There are concerns about Clinton’s skills as a candidate, and about the baggage she carries after a long career in public life, but her campaign this time is a smoothly running operation free of the rancor and infighting that hurt her in ’08. So what has gone wrong to erode her standing? “I don’t know that it’s right to say anything in particular has ‘gone wrong’ for Hillary in Iowa and New Hampshire,” David Axelrod responded in an email. He managed Barack Obama’s campaign against Clinton in ’08. “Iowa has always been poised for a candidate like Sanders to do well, and she has hedged against that by building a far stronger organization there than she had in ’08. I still rate her a slight favorite to win there.
“New Hampshire is a home game for Bernie, so she is fighting uphill,” Axelrod continued. “Beyond those states, however, the terrain turns sharply in her favor, which wasn’t the case in 2008. Ironically, her firewall may be her gaudy lead among minority voters who went in large numbers to Obama in 2008. Twin losses to start the year would be damaging and surely lengthen the race, which is far from ideal. But even if she does lose them, she would be the favorite coming out of it, albeit a nervous one.”
What Clinton lacks is the energy and passion that fueled Obama’s race to the White House. “Bernie isn’t Hillary’s problem,” says Cook. “He’s the symptom of a problem, a sign of unrest in the country and in the Democratic Party. There’s not a whole lot of energy for her except for women voters who are almost exclusively over 55.”

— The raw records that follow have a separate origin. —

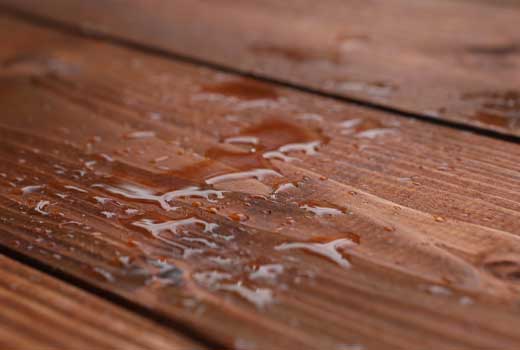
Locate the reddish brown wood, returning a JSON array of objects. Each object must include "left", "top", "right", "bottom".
[
  {"left": 0, "top": 255, "right": 204, "bottom": 350},
  {"left": 0, "top": 13, "right": 520, "bottom": 349},
  {"left": 0, "top": 0, "right": 520, "bottom": 136}
]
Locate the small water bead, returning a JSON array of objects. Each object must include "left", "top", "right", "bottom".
[
  {"left": 300, "top": 204, "right": 344, "bottom": 216},
  {"left": 205, "top": 169, "right": 282, "bottom": 185},
  {"left": 101, "top": 211, "right": 116, "bottom": 219},
  {"left": 202, "top": 79, "right": 278, "bottom": 101},
  {"left": 339, "top": 118, "right": 396, "bottom": 139},
  {"left": 262, "top": 151, "right": 297, "bottom": 162},
  {"left": 356, "top": 128, "right": 395, "bottom": 139},
  {"left": 275, "top": 238, "right": 358, "bottom": 268},
  {"left": 426, "top": 285, "right": 452, "bottom": 296},
  {"left": 224, "top": 136, "right": 260, "bottom": 145},
  {"left": 228, "top": 213, "right": 249, "bottom": 221},
  {"left": 133, "top": 217, "right": 218, "bottom": 237},
  {"left": 148, "top": 259, "right": 184, "bottom": 286},
  {"left": 181, "top": 237, "right": 218, "bottom": 249},
  {"left": 92, "top": 267, "right": 116, "bottom": 283},
  {"left": 21, "top": 185, "right": 45, "bottom": 195},
  {"left": 63, "top": 185, "right": 88, "bottom": 193},
  {"left": 249, "top": 264, "right": 284, "bottom": 282},
  {"left": 192, "top": 270, "right": 232, "bottom": 288},
  {"left": 93, "top": 184, "right": 225, "bottom": 211},
  {"left": 273, "top": 182, "right": 297, "bottom": 194},
  {"left": 278, "top": 141, "right": 321, "bottom": 155},
  {"left": 125, "top": 131, "right": 155, "bottom": 139},
  {"left": 216, "top": 281, "right": 274, "bottom": 309},
  {"left": 34, "top": 200, "right": 50, "bottom": 215}
]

Younger women have a hard time seeing Clinton’s possible ascent to the Oval Office as something new. There hasn’t been a time in their life when she wasn’t at the center of American politics. If she wins the nomination, the ups and downs of Iowa and New Hampshire will fade into memories. The battles Clinton has prepared for all her life will come into focus and change the contours of the presidential race in ways that no candidate other than Clinton could be prepared for.